Wie Lucky zu Luke wurde

von Redaktion

Heute erscheint „Volle Fahrt voraus“, in dem Achdé von der Kindheit des Comic-Helden erzählt

VON MICHAEL SCHLEICHER

Vor vier Jahren erschien ein Comic-Album, dessen Titel eine Unverschämtheit war: „Der Mann, der Lucky Luke erschoss“. Denn eines ist bei Lucky Luke, dem Cowboy, der „schneller zieht als sein Schatten“, so sicher wie die Relation von Körpergröße und Dummheit bei seinen Erzfeinden, den Daltons: Gestorben wird nicht – und der Held wandert schon gar nicht in die ewigen Jagdgründe. Schließlich ist es seine vornehmste Aufgabe, im Schlussbild jedes Comics auf dem treuen Jolly Jumper in den Sonnenuntergang zu reiten und davon zu singen, was für ein armer, einsamer Cowboy er doch sei.

Freilich überlebte Lucky Luke auch damals; in der Geschichte wurde er gefragt, wie alt er sei. „Weiß nicht genau“, antwortete er schulterzuckend. Darauf stellt der Fragende fest: „Der alterslose Cowboy! Perfekt für eine Legende.“ So ist es. Lucky Luke ist eine Legende – und beneidenswert alterslos, seit er 1946 seinen ersten Auftritt im Comic-Magazin „Spirou“ hatte.

Allerdings wissen wir seit heute endlich, wie Lucky zu Luke wurde. Der neue, inzwischen 98. Band der Reihe erzählt 39 Kurzgeschichten aus der Kindheit des Helden. „Volle Fahrt voraus“ stammt erneut aus der Feder von Achdé, der 1961 in Lyon als Hervé Darmenton geboren wurde. Der französische Zeichner und Szenarist setzt die behutsame Modernisierung der Reihe, die er 2001 übernommen hat, auch im neuen Album fort. Da sich vor ihm noch niemand wirklich mit Lucky Lukes Kindheit beschäftigt hat, malt er hier höchst unterhaltsam die weißen Flecken in der Biografie des Cowboys aus.
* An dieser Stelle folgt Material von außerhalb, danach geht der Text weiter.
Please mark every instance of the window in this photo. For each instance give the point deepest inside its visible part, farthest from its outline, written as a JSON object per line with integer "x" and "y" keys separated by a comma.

Und siehe da: Der Held wurde nicht als Held geboren. Lucky Kid („Vor einer Tracht Prügel türmt er schneller als sein Schatten“) hat es faustdick hinter den Ohren, bringt mit seinen Streichen die Erwachsenen zur Weißglut und hat einen Hang zum Jähzorn, den man nicht erwartet hätte. Wenn es aber darauf ankommt, zeigt der Bub bereits sein enormes Gerechtigkeitsgefühl. Gleich in der ersten Geschichte, der einzigen, die sechs Seiten umfasst, wird der Grund dafür klar. Sein Onkel Elias, ein Sheriff, lebte nach dem Motto: „Gerechtigkeit steht bei mir über dem Gesetz.“ Obwohl sein Neffe noch Steinschleuder statt Colt trägt und sich seine Sporen erst verdienen muss, ist in Lucky Kid zumindest optisch der künftige Held zu erkennen: Der weiße Stetson ist freilich noch zu groß, doch gelbes Hemd, schwarze Weste, rotes Halstuch und Skinny Jeans gibt’s im Wilden Westen auch in Kindergrößen. Natürlich hat Achdé dem Bengel etwas Babyspeck ins Gesicht gezeichnet.
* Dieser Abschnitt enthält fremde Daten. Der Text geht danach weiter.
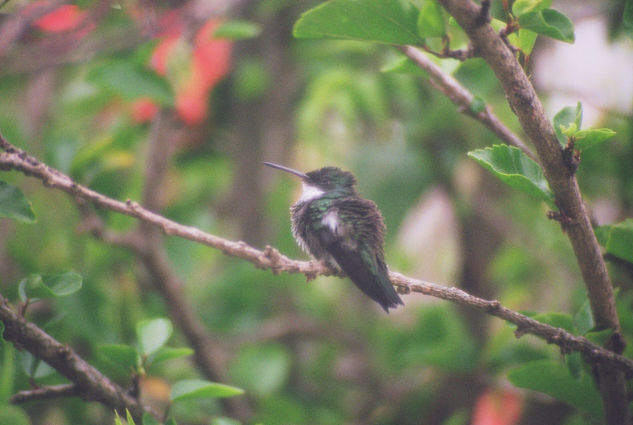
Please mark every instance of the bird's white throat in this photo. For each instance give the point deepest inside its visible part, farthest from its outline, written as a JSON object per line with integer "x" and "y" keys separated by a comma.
{"x": 310, "y": 192}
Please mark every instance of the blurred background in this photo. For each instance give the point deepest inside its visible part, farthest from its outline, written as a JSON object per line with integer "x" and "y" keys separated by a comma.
{"x": 175, "y": 104}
Die einzelnen Episoden sind ein großer Lesespaß, die Pointen sitzen auf den Punkt – von gaga bis grandios ist alles dabei. Grafisch ist das klar und übersichtlich, dabei gelingt es Achdé, selbst den Nebenfiguren trotz der Kürze der Auftritte zumindest ein bisschen Charakter zu verpassen. Am Ende jeder Geschichte gibt’s die Rubrik „Hättest Du das gewusst?“, in der Wissenswertes (etwa zur Polygamie bei Indianern, der Geschichte des Bourbon oder der Redensart „Lügen wie gedruckt) versammelt ist.
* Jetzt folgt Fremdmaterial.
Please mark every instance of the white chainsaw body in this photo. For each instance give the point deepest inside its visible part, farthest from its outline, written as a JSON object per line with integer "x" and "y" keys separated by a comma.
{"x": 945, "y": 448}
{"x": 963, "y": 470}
Natürlich blitzt auch aktuelle Politik in „Volle Fahrt voraus“ auf. So erzählt Lucky Kid etwa, was er später einmal machen will: „Ich kämpfe gegen die größten Diebe der Vereinigten Staaten … der gesamten westlichen Welt!“ Der Bandit, den er da im Staub der Prärie fesselt, sieht aus wie Donald Trump. Die Mauerbau-Pläne des US-Präsidenten werden im Fortgang ebenfalls verspottet.

Den kräftigsten Tritt gegen das Schienbein hebt sich der Franzose Achdé jedoch für die US-amerikanischen Superhelden-Comics auf: Da malen sich Lucky Kid und sein Kumpel Dopey einen echten Helden aus: In ihren Gedanken mutiert Lucky Luke zu Captain America – an dem verlieren die Burschen jedoch rasch das Interesse: „So ’nen Helden kann’s gar nicht geben.“ – „Ein Held in Strumpfhosen sieht aus wie ’ne Tänzerin im Saloon … Warum nicht gleich ein Spinnenmensch?“ Und weg sind die beiden. Zurück bleibt Luke, verkleidet als Captain America, und sieht lächerlich aus: „Hallo! So kann ich nicht bleiben, Leute! Ich bin ein Cowboy!“ Stimmt. Zum Glück.

Achdé:

„Lucky Luke – Volle Fahrt voraus“. Egmont Comic Collection, 47 Seiten; 12 Euro (Hardcover) oder 6,90 Euro (Softcover).